When we interviewed her she told us she didn't ever get sick, and so we didn't include any sick days.
This is not working. I think we have a lot of tension around sick days. She actually does get sick a fair amount, and she also doesn't take very good care of herself. She seems fairly unaware of her own medical conditions and how to manage them. (e.g. she told me that she had a stomach flu but she would be better soon b/c she was taking lots of 'tylenol flu' medicine.)
She has had 3 sick days in the last 6 months where she was too sick to work, we did pay her for these.
I have a separate office over the garage, where I work about 1/2 the days. When I am working in that office, I will frequently do things like go pick up my daughter from preschool over my lunch break b/c I enjoy doing that.
Unfortunately, I think this leads our nanny to view me as not really working. She came up to my office a couple weeks ago after dropping the kids at school and said that she was really really sick to her stomach. I said- are you trying to tell me that you cannot work the rest of the day? Because if that is what you are saying, I need to know that. I cannot pick up from preschool today and school later, so if you are too sick to work I need to call my husband and have him come home.
She kind of sighed and said she didn't want me to call him. (what she wanted me to do was to go get the kids and finish early- but I had appointments blocked throughout the afternoon and couldn't.) I then texted her later in the day to see how she was feeling. She said she was fine, that she realized she actually hadn't eaten anything that day and she felt much better after eating.
About a kindeness?
That is not an abnormal interaction.
I'm not really sure what to do. I'm hesitant to add sick days because I think she would use them all for things like I outlined above, and then would not have any when she is in fact too sick to work. But it also doesn't work to be in this limbo land.
FWIW, she used all of her vacation for the year in the first 4 months of employment.
If you are saying she is out of paid time off for the rest of the year, then you have a problem. It's only March! You definitely need to sit down with her and rethink your paid time off arrangement.

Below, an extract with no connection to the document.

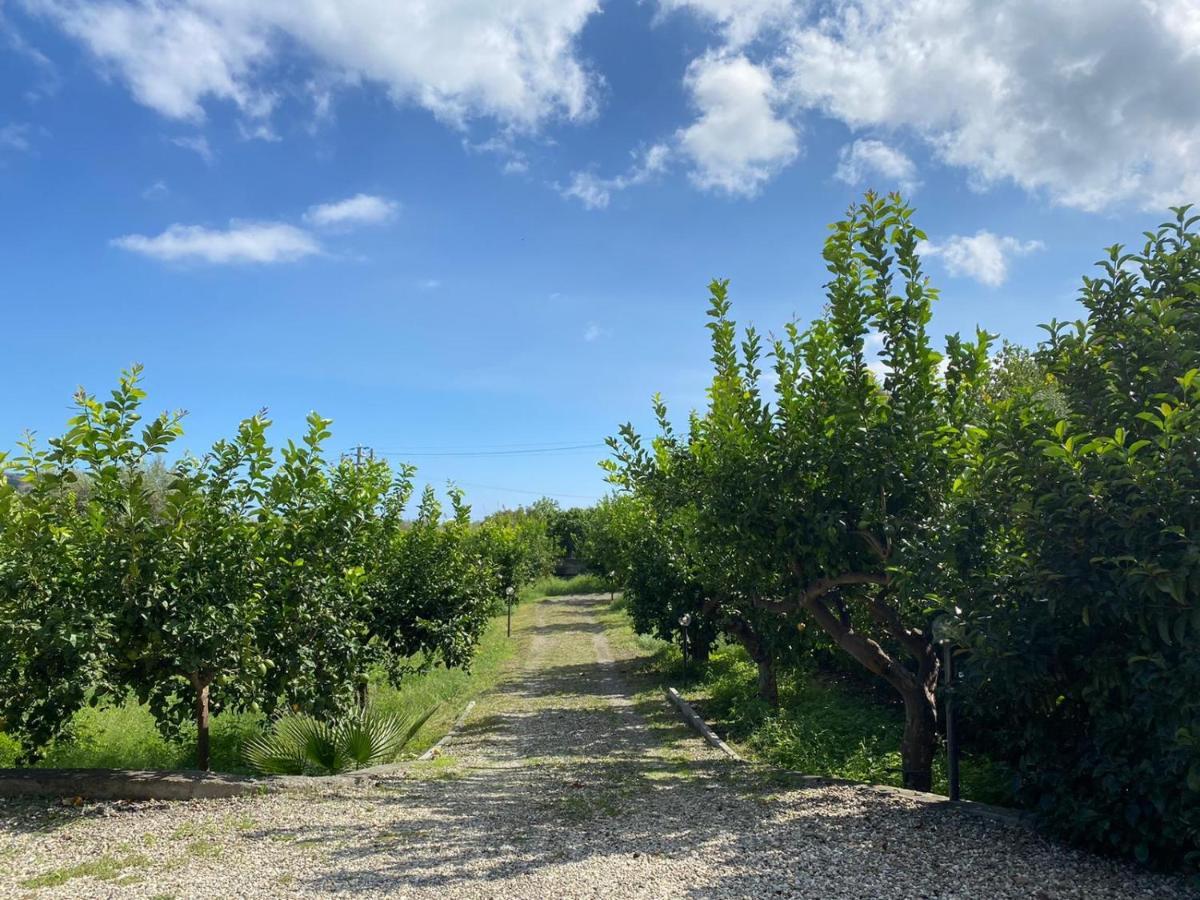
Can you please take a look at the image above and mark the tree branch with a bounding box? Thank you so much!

Show her how many days you've paid her for that were not holidays or days you were gone (so either her vacation or sick days), and tell her that this is the maximum (or more) than you can cover in a year. Tell her that starting next year, you will add sick days, and decide whether or not you can accommodate unpaid days off in excess of her allotted paid time off. If the answer is no, but she has no paid time off for the rest of this year, I don't know what you can do besides fire her and start over with someone else, but of course that person will then start earning paid time off and have sick time. So perhaps the better plan is to tell her she will have three more sick days this year as a gesture of good will and because this situation was confusing for everyone, and the new arrangement will start next year.
Since I WAH, I have also told my nanny that we can adjust her hours if she has a doctor's appointment and doesn't want to use PTO (or take it unpaid). If she makes an early appointment, she can stay late, or if she makes a late appointment, I can start my day earlier.